Lambert berkunjung ke Nepal selama tiga hari. Dalam kunjungannya tersebut, ia mewanti-wanti kepada parlemen, pejabat senior, dan pemimpin Partai Komunis Nepal, Pushpa Kamal Dahal untuk tidak bermitra dengan Korea Utara.
Utusan Amerika Serika itu mewaspadai perkembangan aktivitas bisnis Korea Utara di Nepal, sebagaimana dilansir Khaleej Times, Sabtu (15/6).
"Ia mengungkapkan kekhawatirannya, Nepal digunakan sebagai markas oleh Kim Jong-un untuk melakukan kejahatan siber," kata seorang anggota parlemen yang bertemu dengan Lambert.
Dalam pertemuan tersebut, Lambert menegaskan soal sanksi yang diberikan Dewan Keamanan PBB terhadap Korea Utara. Ia berharap, Nepal sebagai negara anggota PBB dapat menghormati keputusan tersebut.
PBB telah memberikan beberapa sanksi kepada Korea Utara. Sanksi tersebut berkaitan dengan aktivitas ilegal pengembangan senjata nuklir, yang mana hal itu mencederai piagam PBB. Salah satu sanksinya adalah melarang negara anggota PBB untuk menerima warga negara Korea Utara.
Pada saat yang sama, juru bicara Kedutaan Besar Amerika Serikat, Andie De Armant membenarkan, Lambert berkunjung ke Nepal untuk membahas masalah peningkatan aktivitas Korea Utara di negara tersebut. "Nepal adalah anggota PBB. Maka ia berkewajiban untuk mengikuti resolusi yang dikeluarkan oleh Dewan Keamanan PBB," kata Andie De Armant.

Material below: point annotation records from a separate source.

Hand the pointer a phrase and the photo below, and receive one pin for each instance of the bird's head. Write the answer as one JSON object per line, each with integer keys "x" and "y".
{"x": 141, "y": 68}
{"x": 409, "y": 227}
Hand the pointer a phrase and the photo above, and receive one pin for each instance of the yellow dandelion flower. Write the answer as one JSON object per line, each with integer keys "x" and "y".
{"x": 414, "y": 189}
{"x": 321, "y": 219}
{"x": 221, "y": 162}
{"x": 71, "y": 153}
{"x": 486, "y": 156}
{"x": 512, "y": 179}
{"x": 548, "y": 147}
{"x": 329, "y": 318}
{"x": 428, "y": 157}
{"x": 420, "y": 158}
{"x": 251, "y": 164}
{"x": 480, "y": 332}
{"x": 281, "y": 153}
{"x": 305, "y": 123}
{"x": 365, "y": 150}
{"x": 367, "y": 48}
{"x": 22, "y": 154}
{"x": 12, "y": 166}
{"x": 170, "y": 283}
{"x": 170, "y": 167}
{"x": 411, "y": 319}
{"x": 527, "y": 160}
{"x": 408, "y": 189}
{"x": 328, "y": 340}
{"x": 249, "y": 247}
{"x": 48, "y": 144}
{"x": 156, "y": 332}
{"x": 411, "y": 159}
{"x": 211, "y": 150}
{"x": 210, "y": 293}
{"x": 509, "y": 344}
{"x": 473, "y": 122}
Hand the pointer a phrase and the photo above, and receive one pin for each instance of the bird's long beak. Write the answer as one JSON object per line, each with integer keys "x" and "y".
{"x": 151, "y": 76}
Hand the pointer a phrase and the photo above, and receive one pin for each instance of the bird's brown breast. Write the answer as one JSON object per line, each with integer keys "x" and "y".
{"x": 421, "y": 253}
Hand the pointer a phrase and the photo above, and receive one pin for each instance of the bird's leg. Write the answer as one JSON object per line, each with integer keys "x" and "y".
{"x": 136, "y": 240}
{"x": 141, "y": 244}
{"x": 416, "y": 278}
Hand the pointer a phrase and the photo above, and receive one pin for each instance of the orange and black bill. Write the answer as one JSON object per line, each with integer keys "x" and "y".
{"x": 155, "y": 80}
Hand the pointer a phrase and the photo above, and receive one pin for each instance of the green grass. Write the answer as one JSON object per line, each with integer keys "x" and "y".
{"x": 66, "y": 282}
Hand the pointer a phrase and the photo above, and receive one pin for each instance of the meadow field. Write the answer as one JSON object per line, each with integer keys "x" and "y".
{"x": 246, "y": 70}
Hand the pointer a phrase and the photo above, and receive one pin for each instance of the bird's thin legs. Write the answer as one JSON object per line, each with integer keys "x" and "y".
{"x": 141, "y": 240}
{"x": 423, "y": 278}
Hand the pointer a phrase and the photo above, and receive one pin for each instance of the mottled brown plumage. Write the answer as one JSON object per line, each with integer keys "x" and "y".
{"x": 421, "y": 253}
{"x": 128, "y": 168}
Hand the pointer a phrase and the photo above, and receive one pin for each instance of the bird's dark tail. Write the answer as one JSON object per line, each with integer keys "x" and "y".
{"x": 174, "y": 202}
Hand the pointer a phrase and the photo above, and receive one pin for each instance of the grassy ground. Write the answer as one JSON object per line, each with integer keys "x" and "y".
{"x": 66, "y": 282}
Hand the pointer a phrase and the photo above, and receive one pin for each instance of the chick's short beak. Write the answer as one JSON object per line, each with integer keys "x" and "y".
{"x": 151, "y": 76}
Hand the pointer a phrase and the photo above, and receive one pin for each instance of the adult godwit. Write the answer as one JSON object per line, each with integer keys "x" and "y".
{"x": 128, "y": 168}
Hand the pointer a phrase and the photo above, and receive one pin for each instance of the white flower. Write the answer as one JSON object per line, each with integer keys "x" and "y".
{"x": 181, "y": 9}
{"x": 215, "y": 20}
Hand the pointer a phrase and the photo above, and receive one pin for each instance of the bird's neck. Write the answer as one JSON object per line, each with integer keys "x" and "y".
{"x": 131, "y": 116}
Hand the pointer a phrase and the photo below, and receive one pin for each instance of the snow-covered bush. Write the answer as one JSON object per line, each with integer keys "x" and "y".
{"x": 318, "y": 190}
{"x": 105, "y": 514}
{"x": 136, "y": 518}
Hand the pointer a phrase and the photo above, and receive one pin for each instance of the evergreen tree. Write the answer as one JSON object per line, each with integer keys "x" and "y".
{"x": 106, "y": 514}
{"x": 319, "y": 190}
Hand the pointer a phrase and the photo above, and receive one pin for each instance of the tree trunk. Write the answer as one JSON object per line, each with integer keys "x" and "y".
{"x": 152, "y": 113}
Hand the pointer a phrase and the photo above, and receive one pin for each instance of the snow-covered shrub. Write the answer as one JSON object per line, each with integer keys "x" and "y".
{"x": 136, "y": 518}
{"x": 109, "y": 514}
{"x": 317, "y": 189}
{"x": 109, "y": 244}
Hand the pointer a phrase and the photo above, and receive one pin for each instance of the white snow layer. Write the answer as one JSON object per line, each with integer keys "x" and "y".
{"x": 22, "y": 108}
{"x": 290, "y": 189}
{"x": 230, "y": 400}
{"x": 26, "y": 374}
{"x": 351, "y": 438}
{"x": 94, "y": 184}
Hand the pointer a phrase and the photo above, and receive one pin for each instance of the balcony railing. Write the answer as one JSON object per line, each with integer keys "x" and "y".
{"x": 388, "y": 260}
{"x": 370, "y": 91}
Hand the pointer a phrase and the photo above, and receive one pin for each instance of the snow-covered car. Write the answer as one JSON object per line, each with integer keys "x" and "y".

Sebelumnya, Sekretaris Negara Amerika Serikat Mike Pompeo juga telah menyinggung masalah tersebut kepada Menteri Luar Negeri Nepal, Pradeep Kumar Gyawali. Pompeo membicarakan masalah tersebut saat Pradeep Kumar berkunjung ke Amerika Serikat pada Desember yang lalu.